Beginnend mit dem roten Almtrail, der gut flowig fahrbar ist, gelangt man zum blauen Plamort Trail, welcher viel Panorama aber auch einige Anstiege bietet und an einer historischen Panzersperre aus dem ersten Weltkrieg endet. Diese ist übrigens auch namensgebend für den Trail. Ab dort beginnt der rote Bunker Trail, dessen Einstufung einem stellenweise schonmal an seiner Selbstwahrnehmung zweifeln lässt, zumal es einige Tage davor starke Niederschläge gab, die zu einigen stark ausgewaschenen Sektionen geführt hatten.





Vorbei an einem historischen Bunkersystem führt die Strecke über einige wirklich steile Felsrampen mit Absätzen hinab ins Tal und man beginnt drüber nachzudenken, wie hier wohl ein schwarzer Trail aussieht, wenn die roten schon bekannte „schwarze“ Endurotrails, wie der X-Line am Saalbacher Schattberg, recht harmlos wirken lassen.


Das erfahre ich, als ich einige Abfahrten und eine ca. einstündige Tretpassage später über eine sattgrüne Almwiese, vorbei an zwei Bergseen, die pittoresker nicht sein könnten, in den schwarzen Elven Trail einbiege. Es ist steil, die Wurzeln sind zornig und liegen frei teilweise an die 20cm über dem Boden, die Felsen sind feucht und glitschig, mit fiesem, losen Geröll übersäht. Tja und wenn man denkt, es kann kaum noch ungemütlicher werden, kommen kurz von einer super engen 180° Kehre noch zwei Absätze mit ca. einem Meter Höhe.
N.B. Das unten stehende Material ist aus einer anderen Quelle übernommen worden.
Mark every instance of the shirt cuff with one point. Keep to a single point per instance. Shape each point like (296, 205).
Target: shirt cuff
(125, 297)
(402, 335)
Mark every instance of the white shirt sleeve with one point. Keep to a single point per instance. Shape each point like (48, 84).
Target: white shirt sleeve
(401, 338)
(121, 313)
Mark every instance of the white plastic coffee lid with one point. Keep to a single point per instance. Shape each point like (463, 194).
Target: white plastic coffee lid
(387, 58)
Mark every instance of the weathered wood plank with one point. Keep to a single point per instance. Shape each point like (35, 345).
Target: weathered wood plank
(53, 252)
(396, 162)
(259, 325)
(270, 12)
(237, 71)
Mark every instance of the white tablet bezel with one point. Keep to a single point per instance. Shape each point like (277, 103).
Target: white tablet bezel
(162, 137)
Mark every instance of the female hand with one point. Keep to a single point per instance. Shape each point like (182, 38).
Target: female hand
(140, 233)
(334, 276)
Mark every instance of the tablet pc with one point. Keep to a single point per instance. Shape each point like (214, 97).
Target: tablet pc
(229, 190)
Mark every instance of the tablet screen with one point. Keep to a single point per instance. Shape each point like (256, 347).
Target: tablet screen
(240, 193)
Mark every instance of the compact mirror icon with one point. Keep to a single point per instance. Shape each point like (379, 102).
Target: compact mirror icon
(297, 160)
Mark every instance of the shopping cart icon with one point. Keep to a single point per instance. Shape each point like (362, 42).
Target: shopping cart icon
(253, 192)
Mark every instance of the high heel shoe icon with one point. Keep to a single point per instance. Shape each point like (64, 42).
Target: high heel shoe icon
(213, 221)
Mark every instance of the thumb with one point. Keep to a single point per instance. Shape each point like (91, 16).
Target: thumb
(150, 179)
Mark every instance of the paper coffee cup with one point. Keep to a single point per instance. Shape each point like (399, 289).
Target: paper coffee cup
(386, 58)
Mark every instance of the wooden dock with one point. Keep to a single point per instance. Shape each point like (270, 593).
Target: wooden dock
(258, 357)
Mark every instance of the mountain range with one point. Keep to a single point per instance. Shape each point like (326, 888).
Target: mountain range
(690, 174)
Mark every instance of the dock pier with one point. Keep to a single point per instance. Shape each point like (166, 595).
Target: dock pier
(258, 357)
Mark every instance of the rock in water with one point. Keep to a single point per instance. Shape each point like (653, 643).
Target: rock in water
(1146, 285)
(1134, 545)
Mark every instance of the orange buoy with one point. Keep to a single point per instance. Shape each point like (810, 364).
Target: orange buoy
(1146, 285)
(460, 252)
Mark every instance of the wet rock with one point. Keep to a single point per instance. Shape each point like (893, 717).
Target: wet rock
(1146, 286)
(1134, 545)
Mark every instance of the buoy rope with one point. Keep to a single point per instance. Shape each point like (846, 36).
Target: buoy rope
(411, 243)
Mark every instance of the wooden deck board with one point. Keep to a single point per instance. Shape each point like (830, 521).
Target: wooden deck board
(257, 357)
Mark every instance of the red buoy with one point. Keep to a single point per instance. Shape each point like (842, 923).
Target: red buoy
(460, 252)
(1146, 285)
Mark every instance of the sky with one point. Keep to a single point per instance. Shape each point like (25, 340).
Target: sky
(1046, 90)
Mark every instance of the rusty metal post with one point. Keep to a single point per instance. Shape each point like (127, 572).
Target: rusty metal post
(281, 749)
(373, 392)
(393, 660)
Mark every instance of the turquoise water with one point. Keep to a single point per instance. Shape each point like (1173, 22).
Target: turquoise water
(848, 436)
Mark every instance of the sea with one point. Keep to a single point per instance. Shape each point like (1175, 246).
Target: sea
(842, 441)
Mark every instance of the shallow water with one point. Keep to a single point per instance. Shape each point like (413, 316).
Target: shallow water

Zum Überrollen sind sie zu hoch, also Manualdrop, aber bloß nicht zu weit, denn wenn man die Kurve nicht erwischt, landet man gut 100m tiefer am Fuße eines Felsvorsprungs. Kurz denke ich noch drüber nach, ob anstatt meines Troy Lee Halbschalenhelms und Enduroknieschonern hier nicht doch die Downhillpanier die bessere Wahl gewesen wäre, doch zum Stehenbleiben und kontrollierten Absteigen ist es sowieso viel zu schmal, zu steil und zu rutschig. Also Augen auf, konzentrieren und bloß keinen Fehler machen. Ich war mir kurz wirklich nicht ganz sicher, wie das hier ausgehen würde. Aber nach dem Erfolg auf dieser Passage bin ich innerlich sicher 5cm gewachsen. Solche Momente gab´s übrigens mehrfach. Später fand ich übrigens heraus, dass diese Passage eigentlich nicht zum genannten Trail gehörte. Ein dem Unwetter der Vortage zum Opfer gefallener Wegweiser und die dadurch falsch gewählte Abzweigung hatte mich auf einen Wandersteig geführt. Naja, soll sein.





Genug der Schaudergeschichten, denn der Fairness halber muss man auch sagen: Es gibt hier auch richtig flowige rote Trails, die stark an solche am Kronplatz erinnern. Einzig die oft spitzen Steine nötigten mich zum ersten Mal überhaupt einen Mantel von Schwalbes Super Gravity Serie flicken zu müssen und diesen unendlich schweren und am Enduro bisher eher als Overkill empfundenen Tire Inserts wie Cushcore und Co eine Berechtigung einzuräumen.

Wer hier übrigens breite Pisten mit sicher gebauten Stunts und fette Jumplines erwartet, wird hier wie da definitiv enttäuscht werden. Gelegenheiten für Sprünge gibt es zwar immer wieder, die Landungen sind aber ebenso stark naturbelassen und dementsprechend schmal. Wer hier abzieht, sollte wissen, wie man punktgenau landet.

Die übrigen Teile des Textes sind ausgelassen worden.